The Orang Asli - which means “Original People” in the Malay language - collectively refers to some 18 ethnic tribes, many of whom live in or near the rain forest in peninsular Malaysia, where they mainly hunt and grow crops.

Orang Asli tribes have long complained of being forced from state—owned land to make way for development.
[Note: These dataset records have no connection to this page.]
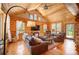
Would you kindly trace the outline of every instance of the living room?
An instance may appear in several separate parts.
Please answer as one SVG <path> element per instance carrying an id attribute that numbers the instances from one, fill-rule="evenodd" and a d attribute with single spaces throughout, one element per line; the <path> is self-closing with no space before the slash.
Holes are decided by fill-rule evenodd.
<path id="1" fill-rule="evenodd" d="M 22 6 L 26 10 L 17 6 Z M 76 41 L 78 17 L 74 13 L 74 8 L 75 11 L 78 10 L 76 6 L 79 5 L 76 3 L 3 3 L 4 14 L 13 7 L 7 17 L 5 53 L 7 55 L 78 54 L 79 43 Z M 73 52 L 67 50 L 68 48 Z"/>

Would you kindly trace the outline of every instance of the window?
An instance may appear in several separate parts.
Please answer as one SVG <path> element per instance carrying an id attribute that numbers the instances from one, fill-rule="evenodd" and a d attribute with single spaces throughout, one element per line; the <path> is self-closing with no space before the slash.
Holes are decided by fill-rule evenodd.
<path id="1" fill-rule="evenodd" d="M 67 38 L 74 38 L 74 24 L 67 24 L 66 25 L 66 37 Z"/>
<path id="2" fill-rule="evenodd" d="M 29 15 L 29 19 L 30 19 L 30 20 L 33 20 L 33 14 L 30 14 L 30 15 Z"/>
<path id="3" fill-rule="evenodd" d="M 18 36 L 19 33 L 25 32 L 25 23 L 22 21 L 16 22 L 16 35 Z"/>
<path id="4" fill-rule="evenodd" d="M 2 34 L 2 19 L 1 19 L 1 17 L 0 17 L 0 35 Z"/>
<path id="5" fill-rule="evenodd" d="M 61 32 L 61 23 L 53 23 L 53 24 L 52 24 L 52 30 L 53 30 L 55 33 Z"/>
<path id="6" fill-rule="evenodd" d="M 37 14 L 34 14 L 34 20 L 37 20 Z"/>
<path id="7" fill-rule="evenodd" d="M 39 16 L 39 17 L 38 17 L 38 20 L 39 20 L 39 21 L 42 21 L 42 17 L 41 17 L 41 16 Z"/>

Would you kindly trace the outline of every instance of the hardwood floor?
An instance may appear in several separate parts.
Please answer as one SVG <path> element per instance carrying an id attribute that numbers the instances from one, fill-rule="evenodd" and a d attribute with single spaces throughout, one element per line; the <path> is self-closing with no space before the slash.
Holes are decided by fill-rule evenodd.
<path id="1" fill-rule="evenodd" d="M 53 44 L 49 45 L 48 51 L 42 55 L 77 55 L 75 43 L 73 40 L 65 39 L 64 43 L 56 43 L 57 47 Z M 23 41 L 11 43 L 8 47 L 7 54 L 11 55 L 28 55 L 29 50 L 26 48 Z"/>
<path id="2" fill-rule="evenodd" d="M 77 51 L 74 41 L 65 39 L 64 43 L 59 43 L 57 47 L 48 50 L 44 55 L 77 55 Z"/>

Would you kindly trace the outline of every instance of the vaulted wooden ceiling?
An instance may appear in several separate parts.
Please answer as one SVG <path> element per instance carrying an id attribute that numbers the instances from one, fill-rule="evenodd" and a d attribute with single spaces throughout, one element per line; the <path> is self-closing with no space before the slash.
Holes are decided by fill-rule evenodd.
<path id="1" fill-rule="evenodd" d="M 71 19 L 74 15 L 68 10 L 67 6 L 63 3 L 47 3 L 48 9 L 44 9 L 45 3 L 4 3 L 2 9 L 6 12 L 11 6 L 22 6 L 28 11 L 38 10 L 42 16 L 45 16 L 50 22 Z M 71 6 L 72 7 L 72 6 Z M 13 8 L 10 13 L 24 11 L 22 8 Z M 72 11 L 73 12 L 73 11 Z"/>

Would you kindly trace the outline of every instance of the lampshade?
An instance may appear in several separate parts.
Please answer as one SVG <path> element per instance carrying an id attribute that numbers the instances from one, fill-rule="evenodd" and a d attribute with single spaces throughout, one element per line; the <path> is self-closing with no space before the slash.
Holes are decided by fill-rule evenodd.
<path id="1" fill-rule="evenodd" d="M 33 22 L 33 21 L 28 21 L 28 22 L 27 22 L 27 27 L 32 27 L 32 26 L 35 26 L 35 22 Z"/>

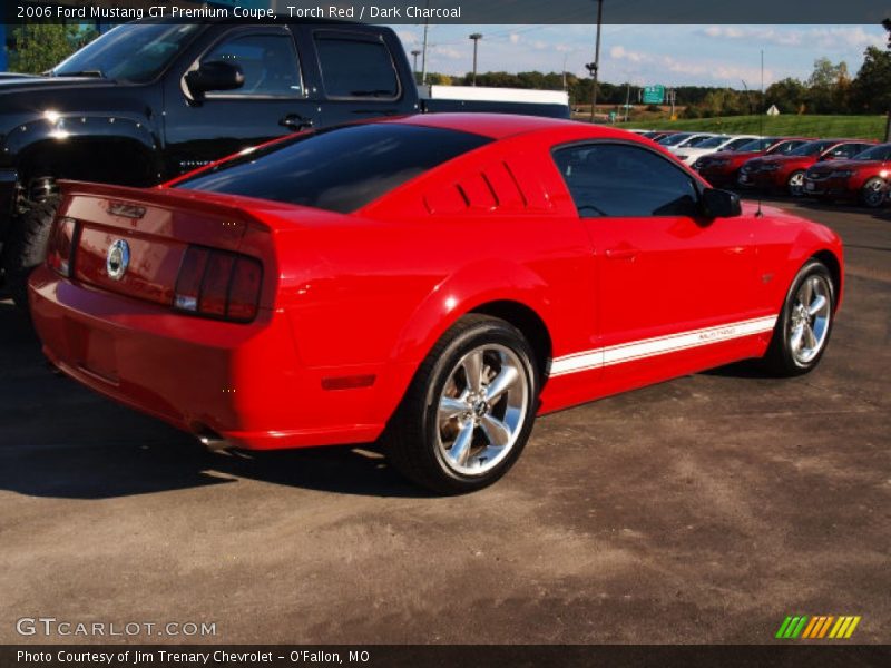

Activists say the Orang Asli deserve ownership of the land because their ancestors settled there thousands of years ago.

More than 500 Orang Asli people held banners that read “Don’t take away our rights” and “Our land is the pulse of our lives” outside the Prime Minister’s Department in Malaysia’s capital, Putrajaya, to criticize legal amendments that the government is planning for indigenous land issues.

Orang Asli representatives were told that tribal families will be given ownership of nearly 125,000 acres (50,000 hectares) of rural land, but they will have to surrender their claim to another 200,000 acres (80,000 hectares), said Colin Nicholas, a coordinator for Malaysia’s Centre of Orang Asli Concerns.

The tribes are also dissatisfied that even though they will be able to cultivate cash crops on the land, it is likely to be managed by a private corporation, Mr. Nicholas said.

Representatives of the indigenous protesters handed a protest note to Shafie Apdal, the minister of rural development.

Mr. Shafie said the amendments were not finalized yet. He said they could be debated in Parliament in mid—2010, adding the government would take the communities’ concerns into account.

“We’re not taking their rights, we’re only managing them,” Mr. Shafie said. “If anyone says we are depriving (the Orang Asli), we are neglecting them, that is not true.”

Authorities have spent large amounts over the years on Orang Asli education, infrastructure and housing, Mr. Shafie said.

Activists estimate the Orang Asli comprise 140,000 people who are among Malaysia’s poorest citizens.